Seven SFM parameters were selected for calibration due to their theoretical influence on speed:

• Tau (reaction time/inertia)
• ASocIso, BSocIso (isotropic repulsive forces)
• Lambda (anisotropy in perception)
• ASocMean, BSocMean (mean repulsive forces)
• VD (lateral evasion)

Using Python to control Vissim’s COM interface, a Genetic Algorithm (GA) iteratively adjusted these parameters. Fitness was defined as the inverse of the Root Mean Square Percentage Error (RMSPE) between simulated and observed crossing speed distributions. By running multiple seeds, the process avoided overfitting to a single simulation instance.

Vissim callibearation: Key Results

At Min Bhawan, the default parameters produced an RMSPE of 14.29%, with simulated speeds averaging 5.17 km/h versus an observed 5.64 km/h. After calibration, RMSPE dropped as low as 4.72%, with improved alignment across the entire speed distribution.

The recommended calibrated parameters for Kathmandu’s signalised crossings are:

Parameter	Default	Recommended
Tau	0.40	0.25
ASocIso	2.72	0.00
BSocIso	0.20	0.11
Lambda	0.176	0.50
ASocMean	0.40	0.40
BSocMean	2.80	0.01
VD	3.00	4.00

These values reflect faster acceleration (lower Tau), reduced repulsive forces (lower ASocIso, BSocIso, BSocMean), and greater forward focus (higher Lambda) – all consistent with observed pedestrian behaviour at crossings where urgency overrides spacing preferences.

At Pulchowk, the calibration was less dramatic, with RMSPE falling from 17.84% to around 6.8%. Lower pedestrian volumes meant fewer interactions, reducing the sensitivity of speeds to parameter adjustments.

Validation and Transferability

Independent evening-peak datasets were used for validation, confirming that calibrated parameters consistently outperformed defaults. For Min Bhawan, validation RMSPE values for calibrated models were around 6%, compared to 12.5% for the default.
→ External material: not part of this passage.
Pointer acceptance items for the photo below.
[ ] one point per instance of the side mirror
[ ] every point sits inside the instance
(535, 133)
Pulchowk saw a similar improvement.

While the parameters were optimised for four-lane signalised crossings with average speeds near 1.6 m/s, their theoretical basis suggests transferability to similar facilities in Kathmandu and potentially other South Asian cities with comparable pedestrian cultures.
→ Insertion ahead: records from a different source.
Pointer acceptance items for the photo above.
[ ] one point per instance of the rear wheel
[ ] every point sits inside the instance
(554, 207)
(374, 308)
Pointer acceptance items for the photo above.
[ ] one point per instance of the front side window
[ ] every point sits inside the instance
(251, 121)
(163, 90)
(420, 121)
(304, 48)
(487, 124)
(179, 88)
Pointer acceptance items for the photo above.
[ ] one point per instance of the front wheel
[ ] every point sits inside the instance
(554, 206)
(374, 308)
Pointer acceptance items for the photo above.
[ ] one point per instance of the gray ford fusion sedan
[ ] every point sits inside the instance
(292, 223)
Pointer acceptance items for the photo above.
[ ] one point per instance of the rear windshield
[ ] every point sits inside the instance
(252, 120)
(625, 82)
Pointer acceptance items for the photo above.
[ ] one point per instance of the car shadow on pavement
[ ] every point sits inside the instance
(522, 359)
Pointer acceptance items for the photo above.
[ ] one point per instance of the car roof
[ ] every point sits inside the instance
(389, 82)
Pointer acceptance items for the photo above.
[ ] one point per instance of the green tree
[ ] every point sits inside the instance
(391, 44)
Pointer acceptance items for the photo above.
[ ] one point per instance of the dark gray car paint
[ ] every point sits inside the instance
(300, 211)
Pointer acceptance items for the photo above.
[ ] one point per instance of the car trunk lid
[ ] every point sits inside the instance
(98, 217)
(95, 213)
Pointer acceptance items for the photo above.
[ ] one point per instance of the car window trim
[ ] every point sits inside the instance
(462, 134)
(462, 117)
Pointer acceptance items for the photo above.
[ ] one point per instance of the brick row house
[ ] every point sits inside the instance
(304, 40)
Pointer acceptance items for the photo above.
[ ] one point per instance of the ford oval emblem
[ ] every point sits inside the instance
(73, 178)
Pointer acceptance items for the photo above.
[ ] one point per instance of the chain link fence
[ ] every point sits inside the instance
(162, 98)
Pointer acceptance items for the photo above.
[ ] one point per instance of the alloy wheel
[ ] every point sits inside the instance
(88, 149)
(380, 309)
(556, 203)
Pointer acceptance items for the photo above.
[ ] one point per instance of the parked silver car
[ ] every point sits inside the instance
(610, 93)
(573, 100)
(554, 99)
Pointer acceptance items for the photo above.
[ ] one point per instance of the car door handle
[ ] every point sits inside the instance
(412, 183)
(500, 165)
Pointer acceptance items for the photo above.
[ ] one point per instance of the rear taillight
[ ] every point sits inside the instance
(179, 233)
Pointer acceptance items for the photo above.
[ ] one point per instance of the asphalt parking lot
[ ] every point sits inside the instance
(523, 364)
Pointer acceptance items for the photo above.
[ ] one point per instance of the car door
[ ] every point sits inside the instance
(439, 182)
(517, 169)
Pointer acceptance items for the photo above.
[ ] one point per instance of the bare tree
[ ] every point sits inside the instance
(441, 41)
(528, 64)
Implications for Practitioners

For transport planners and engineers using Vissim:

• Accuracy gains matter – Even modest RMSPE reductions can significantly improve the reliability of design assessments, particularly when evaluating signal timings or pedestrian safety measures.
  
• Context-specific calibration is essential – Default SFM settings may misrepresent pedestrian urgency, spacing, and interaction patterns in local contexts.
  
• Automated methods save time – Genetic algorithms, once set up, explore the parameter space far more efficiently than manual trial-and-error.

Future Directions

My thesis recommends expanding calibration to:

• Unsignalised crossings and shared spaces, where pedestrian-vehicle interactions are critical.
  
• Heterogeneous populations, accounting for children, elderly pedestrians, and group walking.
  
• Additional performance metrics, such as waiting times and acceleration profiles, to capture behavioural nuances beyond speed.
  
• Integrated multimodal models, allowing joint optimisation of pedestrian and vehicle parameters for holistic traffic management.

Conclusion

By harnessing genetic algorithms to calibrate Vissim’s Social Force Model for Kathmandu’s signalised crossings, this research delivers a robust, validated parameter set that dramatically improves simulation accuracy. For a city where pedestrian safety and efficiency are pressing concerns, such advancements are more than academic – they are vital tools for better urban mobility planning.